Потому что она делала все это на краю пропасти, на грани между триумфальной победой и грандиозным провалом. Потому что она рисковала слишком очевидно и абсолютно неоправданно. Потому что делала она все это из-за него, защищая его, Баки, интересы. Потому что ему было не плевать, какой ценой достанется ему свобода.
— Потому что мне не все равно! — наконец, вслух высказался Баки, и голос его охрип от терзающих изнутри эмоций. — Не все равно, что он с тобой сделает! Он знал одну правду, Сталину, очевидно, ты наврала совсем другую, и сегодня Карпов это понял. Он не…
— Он предан режиму и его руководителю! Он выполнит приказ, ведь у него не будет выбора. Против воли генсека он не пойдет.
Как же Баки хотел в это поверить, как же отчаянно он хотел заставить молчать шестое чувство, и просто слепо понадеяться.
— Мне не все равно, — упрямо повторил Барнс, на секунду поддавшись гложущей изнутри обиде. — И никогда не будет!
— Потому что ты чувствуешь себя обязанным? — вдруг спросила она, и к очередному словесному удару под дых Баки оказался совершенно не готов. Потому что это было обидно до боли своим значением, своей правдой, на которую у Баки не было готового ответа. У него вообще не было на этот вопрос ответа, потому что… ну в самом деле, что он мог ответить?
Да! Да, он вечно будет чувствовать себя обязанным, но дело даже не в этом. А в чем было дело, Баки не знал, не хотел знать, не хотел копаться в себе в поисках ответа, который неизбежно бы нашел среди разлагающихся останков прежнего Баки Барнса.

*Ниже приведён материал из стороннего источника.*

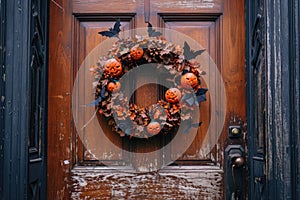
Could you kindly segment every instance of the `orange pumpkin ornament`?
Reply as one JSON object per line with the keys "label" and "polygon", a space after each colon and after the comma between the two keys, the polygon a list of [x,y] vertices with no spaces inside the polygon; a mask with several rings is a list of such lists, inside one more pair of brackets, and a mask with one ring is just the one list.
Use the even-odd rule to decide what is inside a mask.
{"label": "orange pumpkin ornament", "polygon": [[109,82],[106,86],[106,89],[110,92],[119,92],[121,89],[121,83],[119,81]]}
{"label": "orange pumpkin ornament", "polygon": [[132,47],[130,50],[130,56],[133,60],[139,60],[143,57],[144,50],[141,47]]}
{"label": "orange pumpkin ornament", "polygon": [[161,126],[158,122],[150,122],[147,126],[147,131],[151,135],[156,135],[160,132]]}
{"label": "orange pumpkin ornament", "polygon": [[165,98],[169,103],[178,103],[181,99],[181,92],[177,88],[170,88],[166,91]]}
{"label": "orange pumpkin ornament", "polygon": [[112,58],[106,61],[104,64],[104,72],[112,77],[118,77],[122,74],[122,65],[119,61]]}
{"label": "orange pumpkin ornament", "polygon": [[198,78],[193,73],[186,73],[181,77],[181,85],[184,88],[195,88],[198,85]]}

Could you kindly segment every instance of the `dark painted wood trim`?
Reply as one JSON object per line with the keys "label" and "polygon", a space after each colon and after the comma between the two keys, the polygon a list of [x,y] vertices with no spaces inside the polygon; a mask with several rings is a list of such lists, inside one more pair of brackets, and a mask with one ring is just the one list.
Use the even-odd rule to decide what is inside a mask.
{"label": "dark painted wood trim", "polygon": [[291,177],[293,199],[300,199],[300,3],[293,0],[289,4],[289,62],[290,70],[290,91],[291,91],[291,146],[292,163]]}
{"label": "dark painted wood trim", "polygon": [[[266,185],[263,184],[261,188],[261,199],[300,199],[299,2],[292,0],[286,4],[280,0],[248,0],[246,9],[249,199],[256,199],[256,182],[264,182],[257,179],[257,172],[262,167]],[[258,75],[255,75],[251,66],[251,45],[257,14],[261,15],[265,24],[260,27],[260,33],[263,33],[262,48],[265,48],[263,64],[260,66],[265,67],[266,79],[258,86],[260,89],[266,88],[265,107],[259,110],[266,111],[265,122],[259,121],[254,111],[260,103],[255,97],[255,90],[253,92],[253,88],[257,87],[253,85],[255,76]],[[261,156],[255,151],[258,124],[263,124],[263,130],[266,130],[266,146]],[[255,158],[260,158],[264,166],[255,165]]]}
{"label": "dark painted wood trim", "polygon": [[268,198],[299,199],[299,2],[265,2]]}

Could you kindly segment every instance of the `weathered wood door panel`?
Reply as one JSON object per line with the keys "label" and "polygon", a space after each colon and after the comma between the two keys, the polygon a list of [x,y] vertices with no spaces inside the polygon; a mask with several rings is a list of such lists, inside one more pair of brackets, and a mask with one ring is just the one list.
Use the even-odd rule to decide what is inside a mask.
{"label": "weathered wood door panel", "polygon": [[[221,72],[226,91],[226,120],[218,143],[209,154],[201,153],[212,113],[211,100],[201,104],[202,125],[185,153],[159,172],[135,174],[126,151],[103,141],[90,143],[95,158],[82,145],[72,120],[71,95],[80,64],[106,38],[97,34],[121,19],[122,31],[146,27],[144,1],[60,0],[50,4],[48,198],[49,199],[223,199],[223,151],[230,123],[245,121],[245,28],[244,3],[239,0],[150,1],[153,26],[184,33],[206,49]],[[135,81],[142,81],[142,77]],[[152,76],[153,78],[153,76]],[[211,79],[210,81],[219,81]],[[215,84],[218,86],[218,84]],[[141,103],[146,92],[157,98],[157,86],[137,91]],[[156,95],[156,97],[155,97]],[[150,95],[151,96],[151,95]],[[138,98],[137,98],[138,99]],[[218,99],[221,102],[224,99]],[[149,102],[147,102],[149,103]],[[134,144],[135,140],[109,133],[117,146],[144,152],[160,140]],[[176,146],[171,148],[176,153]],[[111,153],[113,152],[113,153]],[[139,158],[134,158],[141,162]],[[160,160],[158,162],[163,162]],[[107,167],[106,165],[115,167]],[[116,171],[115,169],[122,169]],[[127,169],[127,170],[125,170]]]}

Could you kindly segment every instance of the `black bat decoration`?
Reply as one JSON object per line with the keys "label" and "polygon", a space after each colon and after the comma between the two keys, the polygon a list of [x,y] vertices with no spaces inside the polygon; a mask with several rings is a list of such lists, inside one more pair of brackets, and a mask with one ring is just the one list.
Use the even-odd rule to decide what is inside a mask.
{"label": "black bat decoration", "polygon": [[100,31],[98,32],[100,35],[102,36],[106,36],[106,37],[119,37],[119,33],[121,31],[120,29],[120,26],[121,26],[121,21],[120,19],[118,19],[116,21],[116,23],[114,24],[114,27],[113,28],[109,28],[109,31]]}
{"label": "black bat decoration", "polygon": [[152,28],[152,25],[148,22],[148,35],[149,37],[156,37],[162,35],[162,33],[155,31],[155,29]]}
{"label": "black bat decoration", "polygon": [[187,42],[184,42],[183,51],[184,51],[183,55],[184,55],[185,59],[191,60],[191,59],[196,58],[197,56],[201,55],[205,51],[205,49],[194,51],[194,50],[191,50],[191,47],[189,46],[189,44]]}

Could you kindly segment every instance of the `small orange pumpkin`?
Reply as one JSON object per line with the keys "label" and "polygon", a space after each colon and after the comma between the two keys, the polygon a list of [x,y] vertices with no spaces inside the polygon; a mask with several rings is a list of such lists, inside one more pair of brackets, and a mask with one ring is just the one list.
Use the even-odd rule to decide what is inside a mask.
{"label": "small orange pumpkin", "polygon": [[119,92],[121,89],[121,83],[119,81],[109,82],[106,86],[106,89],[110,92]]}
{"label": "small orange pumpkin", "polygon": [[160,132],[161,126],[158,122],[150,122],[147,126],[147,131],[151,135],[156,135]]}
{"label": "small orange pumpkin", "polygon": [[112,77],[118,77],[122,74],[122,65],[119,61],[112,58],[106,61],[104,64],[104,72],[111,75]]}
{"label": "small orange pumpkin", "polygon": [[181,99],[181,92],[177,88],[170,88],[166,91],[165,98],[167,102],[177,103]]}
{"label": "small orange pumpkin", "polygon": [[195,88],[198,85],[198,78],[193,73],[186,73],[181,77],[181,85],[184,88]]}
{"label": "small orange pumpkin", "polygon": [[139,60],[143,57],[144,50],[141,47],[132,47],[130,50],[130,56],[133,60]]}

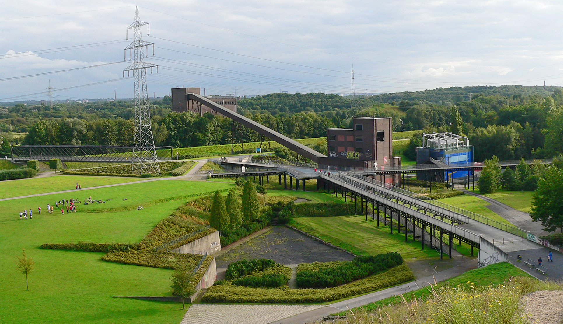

Вместо ответа Баки ударил. Слабо и неприцельно, куда-то в сторону от ее головы, но она ответила тем же, и очень скоро оба перестали нещадно мазать, валяясь в тесной сцепке по полу и натужно рыча в попытках освободиться каждый от своего захвата.
— Кто я… для тебя? — прохрипел Баки, пытаясь высвободить металлическую руку из-под обвивающей ее ноги. Получилось успешно, и одним рывком Баки перекатился, подмяв ее под себя и обездвижив собственным весом. — Неужели все тот же безымянный никто, с которым нужно нянчиться, чтобы только он не захлебнулся собственной рвотой? Кого ты видишь во мне? — требовательно прорычал Барнс, переместив правую руку ей на шею так, чтобы она не смогла отвернуться. — Скажи!
— Баки… — ее голос прозвучал надтреснуто, лицо исказилось в гримасе то ли сопротивления, то ли отчаяния, то ли в пополам того и другого.
— Ты доверила мне тайны, за раскрытие которых тебя уничтожат! Ты доверила мне пытаться убить тебя! Ты спокойно спишь у меня на груди, зная, что я могу свернуть тебе шею двумя пальцами! Но ты все еще врешь мне буквально обо всем, разрешая называть как угодно, только не по-настоящему! И считаешь, что это не должно меня волновать?!
— Потому что не должно! — прошипела она, вызывающе вскинув голову. — Потому что я не та, кто этого достоин!
Баки больно ужалило дежавю, и он понял, что, если срочно что-то не сделает с бушующей глубоко внутри праведной яростью, все рискует плохо закончиться. Однажды он подобное уже слышал, и обернулось все в итоге тем, что считавший себя недостойным его переживаний добровольно подписался на эксперимент, круто изменивший не только его собственную жизнь, но и ход мировой истории.
— Позволь мне это самому решить! — злобно выплюнул Баки, чувствуя, как ярость стремительно переплавляется в необъяснимое, щемящее чувство где-то в груди. — Не отбирай у меня хотя бы это право, прошу! — все еще восседая на ней сверху, Барнс склонился ниже и, повинуясь порыву, впился в ее губы, сперва жадно, грубо, а затем ласково, нежно. Без слов прося, беззвучно умоляя. — Впусти меня, пожалуйста! Пожалуйста… — продолжением должно было стать имя, ее настоящее имя, но Баки передумал, договорив совершенно иное. — Пожалуйста, Ди. Расскажи мне. Поговори со мной! Ты же знаешь, я умею хранить секреты.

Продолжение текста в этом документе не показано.